Qualification of Users with SAP Security Audit

This is the procedure where the auditor or the auditing team finds out about any training essentials that the users need before system access is granted to them. The type of training requirement that they are looking for can be either a fully-professionally provided training in a course or can be the one that is acquired through previous work experience. It is very important the users’ training details must be classified, verified and then stored properly. The auditors look into this aspect too as it is an important step in qualifying the users.
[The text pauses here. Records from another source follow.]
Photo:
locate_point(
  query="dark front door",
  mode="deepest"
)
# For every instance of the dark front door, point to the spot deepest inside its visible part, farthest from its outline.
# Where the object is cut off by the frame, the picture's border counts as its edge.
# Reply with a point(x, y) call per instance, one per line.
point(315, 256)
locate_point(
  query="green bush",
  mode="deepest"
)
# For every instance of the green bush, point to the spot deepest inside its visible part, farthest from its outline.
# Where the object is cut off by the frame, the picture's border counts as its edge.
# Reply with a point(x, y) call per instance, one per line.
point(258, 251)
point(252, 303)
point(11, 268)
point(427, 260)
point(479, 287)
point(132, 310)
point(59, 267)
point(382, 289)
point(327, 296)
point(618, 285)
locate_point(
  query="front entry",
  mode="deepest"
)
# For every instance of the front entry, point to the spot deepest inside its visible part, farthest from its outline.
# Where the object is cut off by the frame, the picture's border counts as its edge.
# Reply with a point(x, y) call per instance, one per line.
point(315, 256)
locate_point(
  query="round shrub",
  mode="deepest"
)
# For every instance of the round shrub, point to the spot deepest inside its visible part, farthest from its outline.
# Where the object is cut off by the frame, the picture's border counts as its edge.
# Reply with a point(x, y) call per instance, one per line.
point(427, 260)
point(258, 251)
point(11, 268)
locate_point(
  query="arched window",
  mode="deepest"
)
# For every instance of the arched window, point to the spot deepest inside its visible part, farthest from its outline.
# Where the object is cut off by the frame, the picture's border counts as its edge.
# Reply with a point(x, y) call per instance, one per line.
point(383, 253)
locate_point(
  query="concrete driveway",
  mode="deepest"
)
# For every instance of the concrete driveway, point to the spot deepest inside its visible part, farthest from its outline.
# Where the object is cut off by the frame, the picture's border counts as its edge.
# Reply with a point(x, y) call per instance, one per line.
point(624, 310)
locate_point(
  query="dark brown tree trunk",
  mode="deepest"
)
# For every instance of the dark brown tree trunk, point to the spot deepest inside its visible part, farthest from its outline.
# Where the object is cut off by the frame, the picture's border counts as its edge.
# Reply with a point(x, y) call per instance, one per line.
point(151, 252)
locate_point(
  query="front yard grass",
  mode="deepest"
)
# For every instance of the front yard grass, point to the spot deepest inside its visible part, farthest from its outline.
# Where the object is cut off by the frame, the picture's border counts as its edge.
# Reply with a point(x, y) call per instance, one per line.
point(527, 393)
User Removal from the System through SAP Security Audit

Many a times, it is commonly seen that some users do not require further access to the system or some parts of it. The common reasons for this are inactivity of the user in the system, user resignation or if no more system access is essentially required by the user. The users are removed or their access is partially locked by the audit team, as per the requirements. If a user does not use the system for a specific period of time, then the auditors lock the user’s access to the system due to inactivity. This period can range from one to three months. It is important for the audit team too to know about the results of this procedure. Either the user access can be locked, or it can be completely removed from the system after the documentation of approval of the same. If a user resigns from the company or leaves it for any reason, or is moved to a different department in the company which does not require access to the SAP system, it leads to user locking or removal. The auditors make note of the removed users from the HR system or the ones who have been placed at a different branch or designation or department, and after knowing it, the audit team observes the changes that occurred in the SAP system. The auditors normally try to identify the change and its authorization.

Validating Users in SAP

This procedure helps the auditors to identify the frequency of user validations and confirmations about their need to access SAP system. The audit also demands for user reviews at regular intervals by a supervisor to confirm the validation of user access. This reviewing process can be carried out half yearly or quarterly, depending upon the policies of the company.